Cyrille Poirier-Coutansais, director del departamento de investigaciones del Centro de Estudios Estratégicos de la Marina en Francia, coincidió con este análisis al afirmar que "el cierre del estrecho de Ormuz es un asunto de primer orden para la economía mundial". El experto destacó especialmente la vulnerabilidad de Asia, región que es "más dependiente del estrecho de Ormuz para sus importaciones".
Impacto en China y la economía global
Los analistas de Natixis han señalado que "China se vería particularmente afectada por esta guerra", planteando la preocupante pregunta sobre si habrá "combustible necesario para hacer funcionar la fábrica del mundo". La economía china, como principal motor manufacturero global, enfrentaría graves consecuencias ante una interrupción prolongada del suministro energético.
Sin embargo, según las estimaciones de Bersinger, "el shock inflacionista debería ser, según las primeras estimaciones, inferior al de 2022-2023". Esta perspectiva podría permitir que economías como la francesa "eviten la recesión", aunque la situación sigue siendo extremadamente delicada.
Alza en los precios del petróleo
Uno de los factores más preocupantes es el incremento acelerado de los precios del petróleo, que este lunes superaron los 100 dólares el barril tanto en su referencia Brent como en el WTI. En pocas sesiones, los precios se han encarecido significativamente, generando alarma entre inversionistas y analistas.
Ole R. Hvalbye, analista de SEB, expresó su preocupación al comentar: "Ya he visto este tipo de situación antes, pero esta está empezando a adquirir proporciones dramáticas". El experto añadió que le preocupan "mucho las consecuencias a largo plazo", especialmente el riesgo de "estallido de una recesión económica".
Riesgos de un conflicto prolongado
La duración e intensidad de la guerra serán determinantes para evaluar sus consecuencias económicas finales.
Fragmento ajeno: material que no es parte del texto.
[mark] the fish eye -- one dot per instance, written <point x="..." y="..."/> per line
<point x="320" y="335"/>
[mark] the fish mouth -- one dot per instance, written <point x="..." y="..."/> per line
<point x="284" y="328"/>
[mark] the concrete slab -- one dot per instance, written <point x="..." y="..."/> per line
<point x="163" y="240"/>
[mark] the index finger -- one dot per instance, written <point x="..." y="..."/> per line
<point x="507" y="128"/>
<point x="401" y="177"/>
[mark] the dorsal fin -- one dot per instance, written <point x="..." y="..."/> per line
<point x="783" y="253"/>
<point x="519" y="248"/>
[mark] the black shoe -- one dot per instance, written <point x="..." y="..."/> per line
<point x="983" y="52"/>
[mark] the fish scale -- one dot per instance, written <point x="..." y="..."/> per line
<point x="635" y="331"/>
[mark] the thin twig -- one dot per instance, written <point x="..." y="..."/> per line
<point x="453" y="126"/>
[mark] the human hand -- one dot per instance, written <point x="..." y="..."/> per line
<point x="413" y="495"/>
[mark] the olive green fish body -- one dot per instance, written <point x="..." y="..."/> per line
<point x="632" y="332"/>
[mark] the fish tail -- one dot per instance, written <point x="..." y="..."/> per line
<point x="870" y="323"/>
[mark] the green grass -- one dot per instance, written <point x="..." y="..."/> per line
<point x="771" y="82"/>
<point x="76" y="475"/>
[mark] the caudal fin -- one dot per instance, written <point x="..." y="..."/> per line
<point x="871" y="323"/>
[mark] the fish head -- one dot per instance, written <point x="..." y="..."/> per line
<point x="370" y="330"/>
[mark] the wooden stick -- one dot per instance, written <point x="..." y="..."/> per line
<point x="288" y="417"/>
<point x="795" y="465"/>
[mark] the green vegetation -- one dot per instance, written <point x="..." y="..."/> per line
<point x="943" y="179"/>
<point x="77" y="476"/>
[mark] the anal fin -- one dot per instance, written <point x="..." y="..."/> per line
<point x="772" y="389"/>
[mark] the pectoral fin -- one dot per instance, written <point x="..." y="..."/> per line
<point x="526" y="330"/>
Los economistas del banco ING advierten que, en caso de un conflicto prolongado, el alza de los precios de la energía, la perturbación logística y el shock de confianza "supondrían un freno importante al volumen de los intercambios mundiales".
Según Nizard, "se estima que un aumento de aproximadamente 15 dólares en el precio del Brent durante un período prolongado podría restar alrededor de 0,2 puntos porcentuales de crecimiento a nivel mundial". Además, este incremento añadiría casi "medio punto de inflación", impactos que "no son desdeñables" en un contexto de "crecimiento económico mundial bastante frágil".
La combinación de estos factores -interrupción del comercio marítimo, dependencia energética asiática, alza en precios del petróleo y fragilidad económica global- crea un escenario preocupante que mantiene en vilo a mercados y gobiernos alrededor del mundo.